Menurutnya, memperkuat kompetensi guru memang penting, namun tidak cukup jika tidak diimbangi dengan fasilitas belajar yang memadai.
“Kita melihat capaian anak didik. Kompetensi guru memang harus terus diperkuat, tetapi ada banyak faktor lain yang perlu diperhatikan, salah satunya sarana dan prasarana sekolah,” ujar Rudi, Senin (12/1/2026).
Ia menyebut, kondisi ruang belajar, kelengkapan fasilitas, hingga kenyamanan lingkungan sekolah berpengaruh langsung terhadap konsentrasi dan motivasi belajar siswa.
Sekolah dengan fasilitas terbatas dinilai berpotensi menghambat proses pembelajaran, meski tenaga pendidiknya telah berupaya maksimal.
Rudi juga menyoroti faktor lingkungan sekolah yang kerap luput dari perhatian, seperti perundungan atau bullying.
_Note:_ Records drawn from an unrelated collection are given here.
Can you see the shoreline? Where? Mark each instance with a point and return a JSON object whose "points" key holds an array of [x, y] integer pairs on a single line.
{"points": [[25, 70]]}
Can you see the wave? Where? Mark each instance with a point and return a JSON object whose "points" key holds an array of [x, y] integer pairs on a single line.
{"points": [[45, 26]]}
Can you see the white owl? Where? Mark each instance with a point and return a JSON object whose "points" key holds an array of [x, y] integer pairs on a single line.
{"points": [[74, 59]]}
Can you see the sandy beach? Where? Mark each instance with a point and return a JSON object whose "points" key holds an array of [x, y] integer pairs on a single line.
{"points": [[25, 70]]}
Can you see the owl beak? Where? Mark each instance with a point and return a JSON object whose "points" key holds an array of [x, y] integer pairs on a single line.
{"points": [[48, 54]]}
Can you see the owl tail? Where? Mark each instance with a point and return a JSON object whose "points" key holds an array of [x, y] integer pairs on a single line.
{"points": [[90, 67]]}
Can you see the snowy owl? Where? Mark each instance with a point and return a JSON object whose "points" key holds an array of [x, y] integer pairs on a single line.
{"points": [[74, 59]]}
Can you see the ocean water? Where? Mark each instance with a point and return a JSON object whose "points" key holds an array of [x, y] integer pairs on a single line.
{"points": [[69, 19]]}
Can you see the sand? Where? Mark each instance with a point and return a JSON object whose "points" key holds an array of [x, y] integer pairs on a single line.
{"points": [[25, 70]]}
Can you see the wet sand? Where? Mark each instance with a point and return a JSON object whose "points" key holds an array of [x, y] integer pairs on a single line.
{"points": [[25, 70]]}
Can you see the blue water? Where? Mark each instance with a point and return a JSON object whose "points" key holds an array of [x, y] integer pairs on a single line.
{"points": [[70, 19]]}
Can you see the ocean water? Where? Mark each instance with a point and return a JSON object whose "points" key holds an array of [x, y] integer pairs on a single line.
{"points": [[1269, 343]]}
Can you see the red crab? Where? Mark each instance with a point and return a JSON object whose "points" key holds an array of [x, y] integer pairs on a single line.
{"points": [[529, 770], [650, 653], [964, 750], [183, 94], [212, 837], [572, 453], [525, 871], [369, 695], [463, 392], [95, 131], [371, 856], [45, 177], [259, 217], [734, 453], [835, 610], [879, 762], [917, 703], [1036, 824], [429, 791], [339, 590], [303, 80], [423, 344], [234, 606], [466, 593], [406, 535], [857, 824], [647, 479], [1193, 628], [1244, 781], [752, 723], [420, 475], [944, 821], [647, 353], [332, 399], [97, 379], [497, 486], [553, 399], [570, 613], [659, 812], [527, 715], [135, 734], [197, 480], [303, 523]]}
Menurutnya, kondisi psikologis siswa yang terganggu dapat berdampak langsung pada prestasi akademik, termasuk hasil TKA.
“Kita harus duduk bersama melihat apa saja penyebabnya. Apakah anak-anak sudah merasa nyaman berada di sekolah untuk belajar, atau justru menghadapi tekanan di lingkungan pendidikan,” katanya.
BPMP Provinsi Gorontalo mendorong pemerintah daerah, sekolah, serta seluruh pemangku kepentingan pendidikan untuk tidak saling menyalahkan, melainkan berkolaborasi mencari solusi.
Evaluasi sarana-prasarana, perbaikan iklim sekolah, dan penguatan kualitas pembelajaran dinilai perlu berjalan beriringan agar peningkatan mutu pendidikan di Gorontalo dapat tercapai secara berkelanjutan. (Tr-76)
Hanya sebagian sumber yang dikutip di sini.